African elephant poaching costs the continent greatly
African Elephant poaching costs the continent greatly, according to a new study.
Poachers kill between 20,000 and 30,000 elephants in Africa every year. But their gain – payment for illegally collected ivory from crime syndicates seeking to meet Asian demand – is Africa’s national loss, a new study shows.
It’s a big loss, too: experts say the continent is losing around $25 million (USD) per year in lost tourism revenues. The study, published in the journal Nature Communications, found that the financial cost of cracking down on poaching in several African regions is lower than the loss of visitors and their money.
The study’s lead author, Dr. Robin Naidoo of the World Wildlife Fund (WWF), pointed out there are moral reasons to protest the poaching of elephants. However, not everyone feels they have an ethical responsibility toward Africa’s elephants, he said. This study shows it’s not just a moral concern for the African countries where elephants live, but also a financial one.
Though the researchers were aware parks tend to report lower tourism when poaching is a problem, this is the first attempt to calculate just how much of a negative impact on tourism poaching has, the researchers said.
Dr. Brendan Fisher, economist at the University of Vermont, summed it up in simple numbers: for every dollar spent to prevent poaching, parks in East Africa could expect to get about $1.78 back. The western and southern parts of the continent could also see their investment in elephant protection pay off, Fisher said.

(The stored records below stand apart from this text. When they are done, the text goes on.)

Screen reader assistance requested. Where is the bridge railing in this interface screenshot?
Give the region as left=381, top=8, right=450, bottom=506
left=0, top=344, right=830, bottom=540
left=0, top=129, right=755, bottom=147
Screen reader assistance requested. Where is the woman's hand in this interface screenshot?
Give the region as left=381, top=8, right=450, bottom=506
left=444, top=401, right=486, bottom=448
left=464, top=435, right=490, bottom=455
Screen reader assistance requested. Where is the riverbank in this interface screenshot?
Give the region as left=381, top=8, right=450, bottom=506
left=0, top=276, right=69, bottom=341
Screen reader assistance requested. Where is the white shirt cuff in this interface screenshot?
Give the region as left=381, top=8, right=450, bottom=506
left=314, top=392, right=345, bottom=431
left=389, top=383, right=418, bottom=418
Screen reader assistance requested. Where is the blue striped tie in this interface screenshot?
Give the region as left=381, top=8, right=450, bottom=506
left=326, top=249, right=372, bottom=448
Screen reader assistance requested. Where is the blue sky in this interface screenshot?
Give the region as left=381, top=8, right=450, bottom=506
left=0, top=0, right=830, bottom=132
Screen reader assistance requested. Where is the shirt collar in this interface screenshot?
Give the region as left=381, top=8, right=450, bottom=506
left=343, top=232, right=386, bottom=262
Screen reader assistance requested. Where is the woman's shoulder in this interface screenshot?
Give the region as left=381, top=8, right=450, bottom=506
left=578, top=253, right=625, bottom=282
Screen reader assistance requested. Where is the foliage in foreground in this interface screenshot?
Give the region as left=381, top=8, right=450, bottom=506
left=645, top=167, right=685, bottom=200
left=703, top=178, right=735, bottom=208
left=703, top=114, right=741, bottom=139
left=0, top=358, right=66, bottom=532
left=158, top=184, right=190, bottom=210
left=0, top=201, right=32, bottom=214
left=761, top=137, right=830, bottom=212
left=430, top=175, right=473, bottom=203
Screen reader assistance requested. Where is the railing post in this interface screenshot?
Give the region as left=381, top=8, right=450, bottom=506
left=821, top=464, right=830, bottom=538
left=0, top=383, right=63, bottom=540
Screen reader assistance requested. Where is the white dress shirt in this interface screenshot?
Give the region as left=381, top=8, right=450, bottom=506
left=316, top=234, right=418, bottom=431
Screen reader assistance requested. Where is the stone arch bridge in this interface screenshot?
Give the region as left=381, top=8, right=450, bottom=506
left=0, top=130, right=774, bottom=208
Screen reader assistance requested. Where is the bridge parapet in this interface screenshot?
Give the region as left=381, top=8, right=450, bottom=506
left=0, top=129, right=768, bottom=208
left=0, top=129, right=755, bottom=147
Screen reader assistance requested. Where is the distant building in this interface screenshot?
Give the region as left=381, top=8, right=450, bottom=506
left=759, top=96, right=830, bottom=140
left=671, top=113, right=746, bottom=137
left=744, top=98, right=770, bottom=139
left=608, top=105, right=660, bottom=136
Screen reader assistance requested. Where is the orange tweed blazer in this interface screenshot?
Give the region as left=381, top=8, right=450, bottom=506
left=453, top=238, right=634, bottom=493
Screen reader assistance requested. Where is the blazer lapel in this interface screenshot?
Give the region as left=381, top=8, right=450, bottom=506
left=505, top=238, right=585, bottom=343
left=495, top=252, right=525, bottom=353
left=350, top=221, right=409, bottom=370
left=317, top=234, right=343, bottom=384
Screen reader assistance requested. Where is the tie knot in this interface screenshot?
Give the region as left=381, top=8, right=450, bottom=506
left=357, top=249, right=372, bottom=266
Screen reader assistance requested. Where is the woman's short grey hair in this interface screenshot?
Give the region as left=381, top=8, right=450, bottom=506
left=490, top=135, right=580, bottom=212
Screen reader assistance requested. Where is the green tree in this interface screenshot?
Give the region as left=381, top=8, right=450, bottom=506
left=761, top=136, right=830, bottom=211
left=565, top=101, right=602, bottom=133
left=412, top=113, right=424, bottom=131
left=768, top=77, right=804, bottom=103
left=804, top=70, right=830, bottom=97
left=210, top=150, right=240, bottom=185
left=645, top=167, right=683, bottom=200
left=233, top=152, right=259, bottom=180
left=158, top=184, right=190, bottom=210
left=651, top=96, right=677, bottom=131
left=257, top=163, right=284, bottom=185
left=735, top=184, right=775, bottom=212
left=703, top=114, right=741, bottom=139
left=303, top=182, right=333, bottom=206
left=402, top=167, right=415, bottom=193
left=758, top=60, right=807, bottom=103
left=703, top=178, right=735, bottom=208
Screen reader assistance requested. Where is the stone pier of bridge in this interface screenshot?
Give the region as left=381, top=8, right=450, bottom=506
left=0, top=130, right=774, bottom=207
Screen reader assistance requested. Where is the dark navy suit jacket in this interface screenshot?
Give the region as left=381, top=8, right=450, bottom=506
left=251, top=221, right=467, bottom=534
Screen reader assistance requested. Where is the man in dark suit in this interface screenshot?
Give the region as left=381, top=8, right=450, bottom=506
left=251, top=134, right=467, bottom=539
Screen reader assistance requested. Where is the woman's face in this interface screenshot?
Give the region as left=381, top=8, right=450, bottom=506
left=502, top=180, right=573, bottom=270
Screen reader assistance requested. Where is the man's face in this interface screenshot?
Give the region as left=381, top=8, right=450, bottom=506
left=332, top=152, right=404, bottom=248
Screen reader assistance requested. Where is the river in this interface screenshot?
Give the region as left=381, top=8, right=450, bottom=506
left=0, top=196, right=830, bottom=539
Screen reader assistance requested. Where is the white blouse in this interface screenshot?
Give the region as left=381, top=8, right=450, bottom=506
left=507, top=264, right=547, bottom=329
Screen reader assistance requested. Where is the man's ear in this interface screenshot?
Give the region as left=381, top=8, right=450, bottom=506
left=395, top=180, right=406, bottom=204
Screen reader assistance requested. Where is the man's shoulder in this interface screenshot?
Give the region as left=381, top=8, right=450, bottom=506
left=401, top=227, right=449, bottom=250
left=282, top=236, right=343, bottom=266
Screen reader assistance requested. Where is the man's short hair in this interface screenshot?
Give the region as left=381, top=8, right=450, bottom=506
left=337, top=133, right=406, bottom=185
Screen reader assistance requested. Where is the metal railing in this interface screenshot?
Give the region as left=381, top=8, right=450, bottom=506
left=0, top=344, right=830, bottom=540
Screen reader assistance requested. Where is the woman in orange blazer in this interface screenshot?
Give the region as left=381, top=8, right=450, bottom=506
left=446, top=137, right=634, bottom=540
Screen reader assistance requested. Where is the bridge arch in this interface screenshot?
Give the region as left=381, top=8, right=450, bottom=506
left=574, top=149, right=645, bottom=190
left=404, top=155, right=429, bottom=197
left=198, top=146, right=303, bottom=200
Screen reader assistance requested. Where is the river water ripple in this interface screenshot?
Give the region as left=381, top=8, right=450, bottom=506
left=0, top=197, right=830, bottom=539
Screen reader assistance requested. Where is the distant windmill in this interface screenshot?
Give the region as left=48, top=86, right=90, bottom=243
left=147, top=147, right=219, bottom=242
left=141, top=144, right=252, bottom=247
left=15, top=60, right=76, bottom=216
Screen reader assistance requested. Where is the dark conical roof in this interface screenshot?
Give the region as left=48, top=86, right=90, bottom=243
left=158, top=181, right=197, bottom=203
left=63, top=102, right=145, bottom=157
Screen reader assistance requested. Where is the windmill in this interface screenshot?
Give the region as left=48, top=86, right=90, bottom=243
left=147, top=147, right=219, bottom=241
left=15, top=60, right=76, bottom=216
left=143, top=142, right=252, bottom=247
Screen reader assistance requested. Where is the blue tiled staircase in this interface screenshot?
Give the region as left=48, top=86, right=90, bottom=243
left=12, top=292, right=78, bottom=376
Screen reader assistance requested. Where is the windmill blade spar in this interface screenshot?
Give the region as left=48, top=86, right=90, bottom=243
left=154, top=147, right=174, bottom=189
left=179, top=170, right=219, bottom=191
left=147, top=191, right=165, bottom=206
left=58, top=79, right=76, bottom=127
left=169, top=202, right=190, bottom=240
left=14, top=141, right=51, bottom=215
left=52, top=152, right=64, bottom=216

However, similar returns were not seen in central Africa, the researchers said.
African elephant poaching has been a major problem since the late 1970s, and the animals have been classified as “threatened” by the Endangered Species Act since 1978. It’s estimated that over the past 10 years, African elephant populations have declined by over 20 percent.
The study was conducted by scientists from the University of Vermont, the University of Cambridge and the WWF.